Pro-inflammatory mediators (TNF-alpha, IL-1beta, NO) in serum and liver homogenates of thermally injured mice were significantly reduced by CORM-2 administration. This was accompanied by a decrease in the expression of iNOS while an increase in the expression of HO-1 in the liver tissue. In parallel, the concentrations of TNF-alpha and NO in supernatants of LPS-stimulated Kupffer cells co-incubated with CORM-2 (10-100 micromol/L) were also markedly decreased. Histological examination demonstrated that CORM-2 could attenuate the leukocytes infiltration to the liver tissue.
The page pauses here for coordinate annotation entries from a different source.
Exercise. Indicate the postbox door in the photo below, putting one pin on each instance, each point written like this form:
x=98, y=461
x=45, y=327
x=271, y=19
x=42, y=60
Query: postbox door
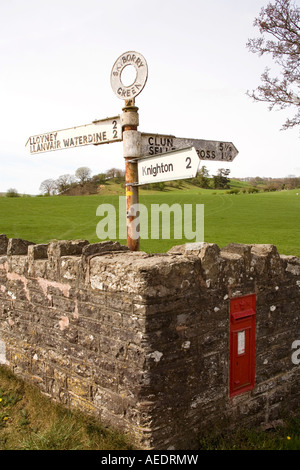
x=242, y=344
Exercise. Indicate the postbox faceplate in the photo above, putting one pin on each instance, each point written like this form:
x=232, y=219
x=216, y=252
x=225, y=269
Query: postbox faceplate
x=242, y=344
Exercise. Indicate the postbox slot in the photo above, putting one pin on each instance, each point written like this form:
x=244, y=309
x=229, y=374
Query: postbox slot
x=242, y=344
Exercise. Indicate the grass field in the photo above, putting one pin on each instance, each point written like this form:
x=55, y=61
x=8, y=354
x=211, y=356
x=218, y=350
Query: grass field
x=271, y=217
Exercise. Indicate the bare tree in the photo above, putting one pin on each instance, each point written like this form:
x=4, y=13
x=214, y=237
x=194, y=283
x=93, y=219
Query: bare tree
x=83, y=174
x=48, y=187
x=279, y=26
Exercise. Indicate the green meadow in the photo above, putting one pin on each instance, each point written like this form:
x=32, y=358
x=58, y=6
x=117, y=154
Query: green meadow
x=264, y=217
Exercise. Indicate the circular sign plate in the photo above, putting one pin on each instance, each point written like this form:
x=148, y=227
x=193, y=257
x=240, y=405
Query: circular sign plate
x=133, y=59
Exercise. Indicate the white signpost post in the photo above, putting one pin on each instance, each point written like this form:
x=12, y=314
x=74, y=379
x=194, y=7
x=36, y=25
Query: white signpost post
x=149, y=158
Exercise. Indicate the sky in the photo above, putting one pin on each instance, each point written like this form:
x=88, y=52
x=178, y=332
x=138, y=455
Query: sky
x=55, y=63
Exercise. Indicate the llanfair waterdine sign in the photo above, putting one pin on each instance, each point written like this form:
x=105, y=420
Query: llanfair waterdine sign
x=99, y=132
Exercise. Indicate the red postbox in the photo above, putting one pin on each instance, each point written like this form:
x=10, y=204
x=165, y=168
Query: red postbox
x=242, y=344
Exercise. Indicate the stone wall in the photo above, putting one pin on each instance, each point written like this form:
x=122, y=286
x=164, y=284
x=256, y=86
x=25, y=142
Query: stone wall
x=142, y=341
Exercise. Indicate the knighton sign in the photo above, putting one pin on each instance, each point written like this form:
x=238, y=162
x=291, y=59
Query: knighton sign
x=99, y=132
x=179, y=164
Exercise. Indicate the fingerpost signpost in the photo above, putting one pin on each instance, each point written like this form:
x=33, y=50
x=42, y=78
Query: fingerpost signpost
x=149, y=158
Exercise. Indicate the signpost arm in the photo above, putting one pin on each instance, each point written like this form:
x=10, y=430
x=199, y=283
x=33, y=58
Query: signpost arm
x=131, y=152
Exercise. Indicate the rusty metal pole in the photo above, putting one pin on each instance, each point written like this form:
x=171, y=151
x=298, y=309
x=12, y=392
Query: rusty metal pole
x=131, y=152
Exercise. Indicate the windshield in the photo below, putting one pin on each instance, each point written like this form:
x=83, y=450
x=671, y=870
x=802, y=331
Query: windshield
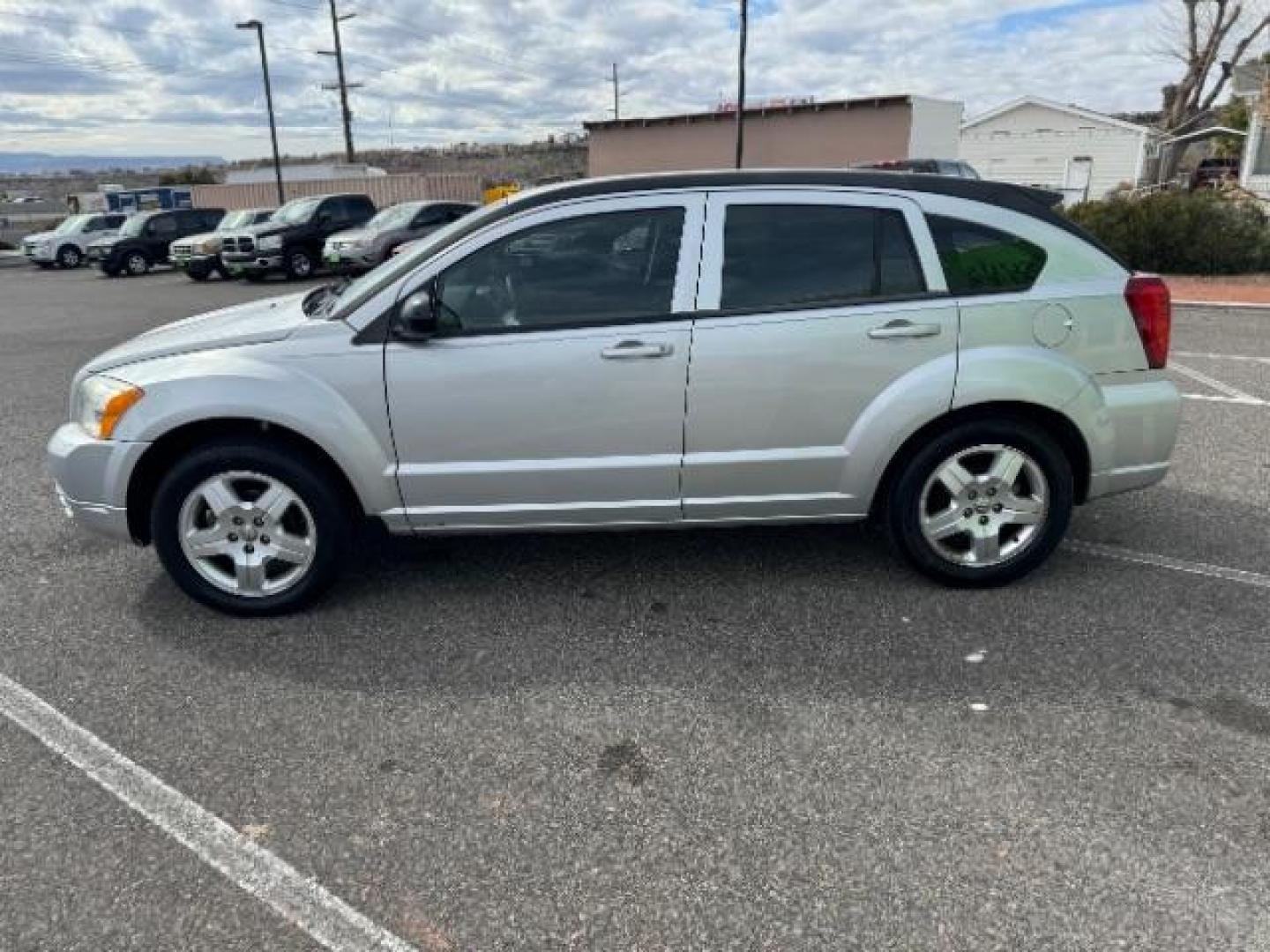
x=70, y=224
x=235, y=219
x=135, y=225
x=394, y=216
x=375, y=280
x=296, y=212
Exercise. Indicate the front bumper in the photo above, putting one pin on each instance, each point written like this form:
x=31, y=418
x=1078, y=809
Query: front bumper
x=253, y=263
x=349, y=259
x=196, y=262
x=92, y=479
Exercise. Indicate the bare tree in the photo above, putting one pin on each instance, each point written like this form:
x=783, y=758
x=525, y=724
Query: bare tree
x=1215, y=37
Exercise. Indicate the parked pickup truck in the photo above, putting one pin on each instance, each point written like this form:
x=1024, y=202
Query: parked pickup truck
x=68, y=244
x=198, y=256
x=291, y=242
x=145, y=238
x=372, y=244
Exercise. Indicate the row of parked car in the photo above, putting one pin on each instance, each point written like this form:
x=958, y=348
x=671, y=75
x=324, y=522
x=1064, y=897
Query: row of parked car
x=343, y=233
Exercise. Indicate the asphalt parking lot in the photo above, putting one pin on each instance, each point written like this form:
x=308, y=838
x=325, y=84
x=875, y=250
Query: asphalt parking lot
x=770, y=739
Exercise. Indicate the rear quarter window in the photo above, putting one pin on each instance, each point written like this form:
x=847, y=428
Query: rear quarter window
x=982, y=260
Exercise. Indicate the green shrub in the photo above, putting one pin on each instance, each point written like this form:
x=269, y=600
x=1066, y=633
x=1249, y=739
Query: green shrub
x=1181, y=233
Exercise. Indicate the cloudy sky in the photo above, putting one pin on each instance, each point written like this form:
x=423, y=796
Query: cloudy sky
x=173, y=77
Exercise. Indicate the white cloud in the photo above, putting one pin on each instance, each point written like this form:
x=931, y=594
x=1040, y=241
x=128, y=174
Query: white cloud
x=176, y=77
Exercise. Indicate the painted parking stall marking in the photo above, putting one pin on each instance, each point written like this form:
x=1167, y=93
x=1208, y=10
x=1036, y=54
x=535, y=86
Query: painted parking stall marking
x=296, y=897
x=1181, y=565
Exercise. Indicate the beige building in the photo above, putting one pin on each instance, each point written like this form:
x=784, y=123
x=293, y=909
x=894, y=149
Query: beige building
x=804, y=135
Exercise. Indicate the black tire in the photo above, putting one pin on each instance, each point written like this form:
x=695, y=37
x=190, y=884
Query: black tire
x=309, y=478
x=905, y=502
x=135, y=263
x=299, y=263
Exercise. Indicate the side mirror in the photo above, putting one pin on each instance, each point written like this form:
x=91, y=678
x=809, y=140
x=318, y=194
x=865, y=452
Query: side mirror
x=415, y=317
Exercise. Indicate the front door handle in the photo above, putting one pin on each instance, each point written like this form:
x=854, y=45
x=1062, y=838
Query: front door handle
x=637, y=351
x=905, y=329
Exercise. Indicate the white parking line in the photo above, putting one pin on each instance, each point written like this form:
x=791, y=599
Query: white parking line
x=1223, y=357
x=1240, y=401
x=1180, y=565
x=1212, y=383
x=299, y=899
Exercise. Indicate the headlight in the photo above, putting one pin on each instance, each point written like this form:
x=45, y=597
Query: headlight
x=101, y=404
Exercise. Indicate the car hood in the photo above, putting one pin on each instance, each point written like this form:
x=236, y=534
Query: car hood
x=254, y=323
x=196, y=239
x=354, y=235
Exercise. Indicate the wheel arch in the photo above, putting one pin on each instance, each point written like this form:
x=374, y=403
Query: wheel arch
x=1057, y=424
x=150, y=469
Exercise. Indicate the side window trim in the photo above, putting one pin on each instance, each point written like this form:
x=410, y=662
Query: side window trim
x=710, y=287
x=687, y=271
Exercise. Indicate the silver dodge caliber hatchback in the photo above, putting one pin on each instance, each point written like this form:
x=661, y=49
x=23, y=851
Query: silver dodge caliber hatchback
x=950, y=357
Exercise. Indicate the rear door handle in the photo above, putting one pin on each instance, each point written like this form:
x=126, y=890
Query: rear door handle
x=905, y=329
x=637, y=351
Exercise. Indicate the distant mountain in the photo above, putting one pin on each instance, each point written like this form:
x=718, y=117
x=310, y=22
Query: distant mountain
x=49, y=164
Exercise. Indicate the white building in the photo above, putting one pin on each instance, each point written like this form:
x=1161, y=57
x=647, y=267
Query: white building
x=1080, y=152
x=1252, y=83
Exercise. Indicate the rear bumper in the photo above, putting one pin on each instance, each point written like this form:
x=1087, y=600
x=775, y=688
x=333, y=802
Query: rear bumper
x=92, y=479
x=1139, y=424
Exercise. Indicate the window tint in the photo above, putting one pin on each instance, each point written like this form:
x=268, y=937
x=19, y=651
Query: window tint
x=591, y=270
x=161, y=227
x=810, y=256
x=982, y=260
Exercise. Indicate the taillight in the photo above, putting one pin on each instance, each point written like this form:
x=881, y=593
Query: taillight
x=1152, y=310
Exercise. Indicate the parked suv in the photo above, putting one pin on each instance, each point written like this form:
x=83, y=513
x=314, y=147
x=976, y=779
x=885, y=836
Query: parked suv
x=145, y=238
x=68, y=244
x=949, y=357
x=362, y=249
x=291, y=242
x=198, y=256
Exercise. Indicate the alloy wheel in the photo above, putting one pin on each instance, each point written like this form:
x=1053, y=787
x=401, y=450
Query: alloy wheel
x=248, y=533
x=984, y=505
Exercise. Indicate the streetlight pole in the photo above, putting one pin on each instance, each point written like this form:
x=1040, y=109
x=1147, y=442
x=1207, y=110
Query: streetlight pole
x=268, y=98
x=741, y=84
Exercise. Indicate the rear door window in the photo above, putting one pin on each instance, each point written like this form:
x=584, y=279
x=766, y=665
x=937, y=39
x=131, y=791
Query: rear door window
x=810, y=256
x=982, y=260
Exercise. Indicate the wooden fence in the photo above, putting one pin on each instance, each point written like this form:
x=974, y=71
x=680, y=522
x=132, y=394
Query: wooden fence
x=384, y=190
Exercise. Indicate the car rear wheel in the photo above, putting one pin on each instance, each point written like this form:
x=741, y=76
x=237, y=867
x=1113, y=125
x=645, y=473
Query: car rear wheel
x=300, y=264
x=983, y=502
x=248, y=530
x=136, y=264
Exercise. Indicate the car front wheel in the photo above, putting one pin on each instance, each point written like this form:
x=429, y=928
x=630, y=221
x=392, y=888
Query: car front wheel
x=300, y=264
x=983, y=502
x=249, y=530
x=136, y=264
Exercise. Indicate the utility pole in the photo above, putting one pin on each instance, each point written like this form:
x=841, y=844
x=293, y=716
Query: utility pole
x=741, y=84
x=343, y=86
x=268, y=100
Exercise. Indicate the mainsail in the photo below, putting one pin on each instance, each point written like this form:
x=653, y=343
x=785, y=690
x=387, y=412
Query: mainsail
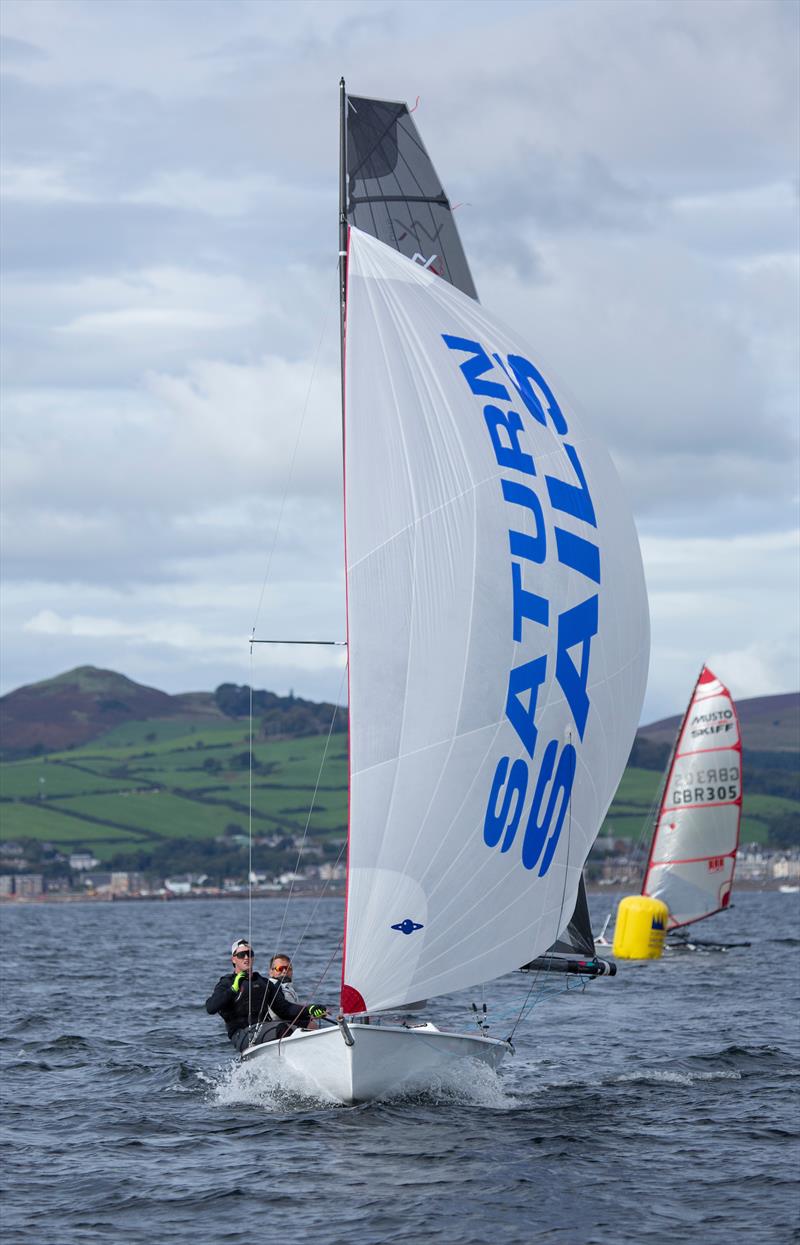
x=498, y=639
x=393, y=192
x=693, y=852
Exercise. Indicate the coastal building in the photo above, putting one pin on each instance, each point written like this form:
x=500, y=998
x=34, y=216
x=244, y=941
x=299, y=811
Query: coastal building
x=29, y=885
x=786, y=868
x=82, y=860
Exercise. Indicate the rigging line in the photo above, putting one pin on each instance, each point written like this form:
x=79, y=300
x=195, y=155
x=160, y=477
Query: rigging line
x=293, y=1026
x=250, y=837
x=326, y=318
x=320, y=898
x=316, y=787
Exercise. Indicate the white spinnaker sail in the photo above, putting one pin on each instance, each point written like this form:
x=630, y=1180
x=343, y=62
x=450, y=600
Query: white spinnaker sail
x=693, y=853
x=498, y=640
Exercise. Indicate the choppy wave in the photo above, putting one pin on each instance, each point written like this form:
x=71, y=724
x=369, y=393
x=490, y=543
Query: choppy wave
x=660, y=1104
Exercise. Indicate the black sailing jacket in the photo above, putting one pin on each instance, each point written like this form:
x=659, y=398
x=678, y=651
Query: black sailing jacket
x=253, y=1002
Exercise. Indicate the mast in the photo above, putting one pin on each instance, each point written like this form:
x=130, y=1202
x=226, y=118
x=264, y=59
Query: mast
x=342, y=229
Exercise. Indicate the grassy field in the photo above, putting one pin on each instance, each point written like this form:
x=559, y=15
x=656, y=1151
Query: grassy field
x=146, y=783
x=152, y=781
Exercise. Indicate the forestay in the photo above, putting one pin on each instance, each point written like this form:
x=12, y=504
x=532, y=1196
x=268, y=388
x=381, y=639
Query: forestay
x=693, y=853
x=498, y=640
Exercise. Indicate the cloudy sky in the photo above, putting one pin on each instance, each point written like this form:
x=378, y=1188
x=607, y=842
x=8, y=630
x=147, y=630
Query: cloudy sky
x=627, y=172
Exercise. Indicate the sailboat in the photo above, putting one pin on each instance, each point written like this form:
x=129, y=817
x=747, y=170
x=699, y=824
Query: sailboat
x=498, y=631
x=696, y=833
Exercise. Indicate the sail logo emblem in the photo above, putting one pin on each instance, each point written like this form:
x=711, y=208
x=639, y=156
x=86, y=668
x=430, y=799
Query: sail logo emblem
x=535, y=547
x=407, y=926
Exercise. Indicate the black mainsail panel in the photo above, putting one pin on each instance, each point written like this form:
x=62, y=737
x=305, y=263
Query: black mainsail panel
x=395, y=194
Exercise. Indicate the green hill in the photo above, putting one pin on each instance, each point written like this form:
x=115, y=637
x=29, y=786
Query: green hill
x=168, y=792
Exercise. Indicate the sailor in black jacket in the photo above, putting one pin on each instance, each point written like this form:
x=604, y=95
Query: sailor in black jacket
x=254, y=1007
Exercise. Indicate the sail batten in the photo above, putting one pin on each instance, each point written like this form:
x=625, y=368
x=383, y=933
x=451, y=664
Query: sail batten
x=696, y=837
x=494, y=682
x=395, y=193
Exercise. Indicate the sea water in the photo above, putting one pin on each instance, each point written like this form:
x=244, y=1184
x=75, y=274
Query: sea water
x=657, y=1106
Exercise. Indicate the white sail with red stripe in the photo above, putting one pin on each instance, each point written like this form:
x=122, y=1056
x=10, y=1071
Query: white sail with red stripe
x=693, y=853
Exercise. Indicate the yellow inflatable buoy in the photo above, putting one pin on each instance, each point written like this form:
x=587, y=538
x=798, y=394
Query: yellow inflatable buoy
x=641, y=928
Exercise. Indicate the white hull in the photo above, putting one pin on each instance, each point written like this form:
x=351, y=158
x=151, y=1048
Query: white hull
x=382, y=1060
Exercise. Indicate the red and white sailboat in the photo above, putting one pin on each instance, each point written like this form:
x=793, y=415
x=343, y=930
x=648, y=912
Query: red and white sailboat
x=693, y=850
x=498, y=630
x=696, y=834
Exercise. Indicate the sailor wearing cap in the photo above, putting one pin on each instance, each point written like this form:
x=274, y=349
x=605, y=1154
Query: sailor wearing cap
x=255, y=1009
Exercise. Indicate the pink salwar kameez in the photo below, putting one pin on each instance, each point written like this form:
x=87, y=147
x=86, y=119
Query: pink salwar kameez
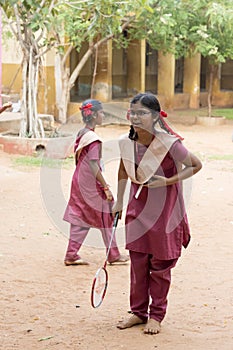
x=87, y=206
x=156, y=227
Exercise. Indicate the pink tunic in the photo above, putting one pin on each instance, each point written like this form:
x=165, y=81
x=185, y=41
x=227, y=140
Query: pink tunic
x=87, y=206
x=156, y=222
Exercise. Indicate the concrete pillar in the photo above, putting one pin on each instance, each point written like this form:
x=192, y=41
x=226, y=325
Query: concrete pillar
x=103, y=78
x=166, y=79
x=192, y=66
x=136, y=57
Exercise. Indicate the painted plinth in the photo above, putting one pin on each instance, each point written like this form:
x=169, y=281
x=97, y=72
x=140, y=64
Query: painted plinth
x=57, y=147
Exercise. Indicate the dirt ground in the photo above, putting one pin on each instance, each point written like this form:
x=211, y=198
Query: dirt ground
x=45, y=305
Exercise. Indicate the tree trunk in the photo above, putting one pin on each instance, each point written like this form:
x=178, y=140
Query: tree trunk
x=210, y=90
x=65, y=82
x=30, y=125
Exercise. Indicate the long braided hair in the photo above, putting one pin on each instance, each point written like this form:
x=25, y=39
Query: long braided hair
x=151, y=102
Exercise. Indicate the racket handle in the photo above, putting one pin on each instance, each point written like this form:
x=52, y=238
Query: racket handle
x=138, y=191
x=116, y=219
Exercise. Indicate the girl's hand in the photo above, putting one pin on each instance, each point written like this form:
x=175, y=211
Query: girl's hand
x=117, y=208
x=157, y=181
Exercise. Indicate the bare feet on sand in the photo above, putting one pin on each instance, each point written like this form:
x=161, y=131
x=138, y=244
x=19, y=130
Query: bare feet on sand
x=130, y=322
x=152, y=327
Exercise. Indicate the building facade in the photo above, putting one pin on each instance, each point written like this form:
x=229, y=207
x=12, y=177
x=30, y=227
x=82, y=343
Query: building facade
x=121, y=73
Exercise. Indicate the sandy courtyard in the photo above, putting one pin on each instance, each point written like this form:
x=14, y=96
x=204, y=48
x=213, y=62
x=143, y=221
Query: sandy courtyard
x=45, y=305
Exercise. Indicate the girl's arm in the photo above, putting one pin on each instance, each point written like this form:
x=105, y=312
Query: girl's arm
x=191, y=166
x=99, y=177
x=122, y=182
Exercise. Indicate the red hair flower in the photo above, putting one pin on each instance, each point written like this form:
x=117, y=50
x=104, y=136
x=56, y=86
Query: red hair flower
x=87, y=106
x=128, y=114
x=163, y=114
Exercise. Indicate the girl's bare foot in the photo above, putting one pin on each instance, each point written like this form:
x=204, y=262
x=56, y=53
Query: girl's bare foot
x=132, y=321
x=152, y=327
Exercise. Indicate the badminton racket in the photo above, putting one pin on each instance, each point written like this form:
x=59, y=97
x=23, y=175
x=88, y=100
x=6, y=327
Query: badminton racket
x=100, y=282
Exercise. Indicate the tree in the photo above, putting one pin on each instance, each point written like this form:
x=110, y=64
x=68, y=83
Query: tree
x=93, y=22
x=206, y=26
x=29, y=22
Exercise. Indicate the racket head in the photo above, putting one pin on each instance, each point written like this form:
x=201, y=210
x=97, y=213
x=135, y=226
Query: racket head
x=99, y=287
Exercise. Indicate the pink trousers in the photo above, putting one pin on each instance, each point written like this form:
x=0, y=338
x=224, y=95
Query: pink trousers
x=149, y=287
x=77, y=237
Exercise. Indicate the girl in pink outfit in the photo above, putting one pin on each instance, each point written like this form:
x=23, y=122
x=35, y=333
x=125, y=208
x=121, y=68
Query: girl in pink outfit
x=156, y=162
x=90, y=200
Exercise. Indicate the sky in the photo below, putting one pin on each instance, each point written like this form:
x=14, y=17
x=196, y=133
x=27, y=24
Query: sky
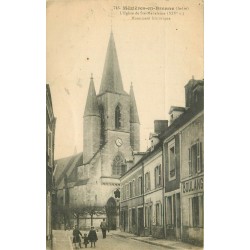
x=158, y=56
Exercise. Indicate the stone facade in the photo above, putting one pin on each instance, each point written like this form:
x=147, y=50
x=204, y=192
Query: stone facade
x=50, y=142
x=110, y=135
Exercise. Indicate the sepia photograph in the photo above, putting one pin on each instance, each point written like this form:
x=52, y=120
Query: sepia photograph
x=125, y=124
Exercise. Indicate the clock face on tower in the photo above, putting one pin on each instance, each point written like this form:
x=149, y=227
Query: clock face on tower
x=118, y=142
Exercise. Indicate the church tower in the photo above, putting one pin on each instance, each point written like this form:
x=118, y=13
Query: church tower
x=91, y=124
x=111, y=122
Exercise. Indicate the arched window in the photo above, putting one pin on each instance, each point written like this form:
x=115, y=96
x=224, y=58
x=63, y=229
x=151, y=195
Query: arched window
x=119, y=165
x=117, y=117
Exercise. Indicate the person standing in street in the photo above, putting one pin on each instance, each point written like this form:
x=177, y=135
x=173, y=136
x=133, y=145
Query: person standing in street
x=76, y=237
x=104, y=228
x=92, y=236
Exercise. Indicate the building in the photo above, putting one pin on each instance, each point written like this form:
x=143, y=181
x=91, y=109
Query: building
x=141, y=207
x=171, y=196
x=192, y=165
x=86, y=182
x=50, y=142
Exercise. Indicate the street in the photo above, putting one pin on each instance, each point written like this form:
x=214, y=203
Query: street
x=63, y=241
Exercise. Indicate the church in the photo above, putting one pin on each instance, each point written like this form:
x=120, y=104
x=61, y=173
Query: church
x=88, y=184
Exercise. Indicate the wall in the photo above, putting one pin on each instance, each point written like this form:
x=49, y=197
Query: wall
x=192, y=185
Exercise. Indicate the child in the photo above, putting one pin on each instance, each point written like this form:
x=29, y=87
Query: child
x=92, y=236
x=85, y=240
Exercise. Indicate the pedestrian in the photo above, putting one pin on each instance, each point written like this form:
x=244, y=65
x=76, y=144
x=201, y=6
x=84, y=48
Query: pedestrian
x=76, y=237
x=85, y=240
x=104, y=228
x=92, y=236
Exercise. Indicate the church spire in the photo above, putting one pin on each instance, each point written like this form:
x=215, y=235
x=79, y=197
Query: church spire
x=111, y=77
x=134, y=117
x=91, y=107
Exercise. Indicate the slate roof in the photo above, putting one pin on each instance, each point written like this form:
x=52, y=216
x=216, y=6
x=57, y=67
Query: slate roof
x=111, y=77
x=134, y=117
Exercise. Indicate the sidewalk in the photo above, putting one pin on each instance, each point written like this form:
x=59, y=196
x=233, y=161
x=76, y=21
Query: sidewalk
x=170, y=244
x=62, y=240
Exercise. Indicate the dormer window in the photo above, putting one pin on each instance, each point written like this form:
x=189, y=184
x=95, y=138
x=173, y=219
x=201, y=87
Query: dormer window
x=117, y=117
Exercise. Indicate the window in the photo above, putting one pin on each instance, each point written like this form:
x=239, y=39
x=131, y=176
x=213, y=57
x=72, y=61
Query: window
x=172, y=160
x=194, y=158
x=117, y=117
x=147, y=181
x=118, y=165
x=140, y=185
x=170, y=211
x=133, y=188
x=158, y=176
x=130, y=219
x=122, y=193
x=197, y=211
x=158, y=214
x=127, y=191
x=130, y=189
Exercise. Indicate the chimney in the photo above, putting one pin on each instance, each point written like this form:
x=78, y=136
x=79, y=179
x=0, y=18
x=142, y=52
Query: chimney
x=175, y=112
x=160, y=126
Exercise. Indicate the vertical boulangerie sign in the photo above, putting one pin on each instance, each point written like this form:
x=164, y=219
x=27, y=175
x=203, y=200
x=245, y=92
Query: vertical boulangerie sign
x=124, y=124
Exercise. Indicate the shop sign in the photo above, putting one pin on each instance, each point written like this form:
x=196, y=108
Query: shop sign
x=192, y=185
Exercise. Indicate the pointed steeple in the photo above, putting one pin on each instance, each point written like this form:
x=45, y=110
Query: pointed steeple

CORM-released CO modulates liver inflammation and significantly protects liver injury in burn mice by inhibiting the expression of iNOS and NO production, down-regulating the expression of pro-inflammatory mediators (TNF-alpha, IL-1beta).
探讨一氧化碳释放分子[二氯二羰基钌(II)二聚体,CORM-2]释放的一氧化碳对热损伤实验动物模型肝脏炎症反应的减轻作用,并研究其相关潜在机制。
在三个独立实验中将36只小鼠分为三组。在每个实验中,假手术组(n = 4)的小鼠接受假热损伤,烧伤组(n = 4)的小鼠接受15%体表面积(TBSA)的全层热损伤,烧伤+CORM-2组(n = 4)的小鼠接受相同热损伤并立即静脉注射CORM-2(8 mg/kg)。肝组织切片用苏木精和伊红染色并在光学显微镜下检查。通过生化方法测量转氨酶(ALT和AST)和一氧化氮(NO)水平。评估血清和组织匀浆中肿瘤坏死因子-α(TNF-α)和白细胞介素(IL-1β)活性以及诱导型一氧化氮合酶(iNOS)和血红素加氧酶-1(HO-1)的蛋白表达。在体外实验中,在存在或不存在CORM-2(10 - 100 μmol/L)的情况下,用脂多糖(LPS,10 μg/mL)刺激库普弗细胞4小时。随后,评估TNF-α的表达水平和NO的产生。
给予CORM-2后,热损伤小鼠血清和肝脏匀浆中的促炎介质(TNF-α、IL-1β、NO)显著降低。这伴随着肝脏组织中iNOS表达的降低以及HO-1表达的增加。同时,与CORM-2(10 - 100 μmol/L)共同孵育的LPS刺激的库普弗细胞上清液中TNF-α和NO的浓度也明显降低。组织学检查表明,CORM-2可减轻白细胞向肝组织的浸润。
CORM释放的一氧化碳通过抑制iNOS的表达和NO的产生、下调促炎介质(TNF-α、IL-1β)的表达来调节肝脏炎症并显著保护烧伤小鼠的肝损伤。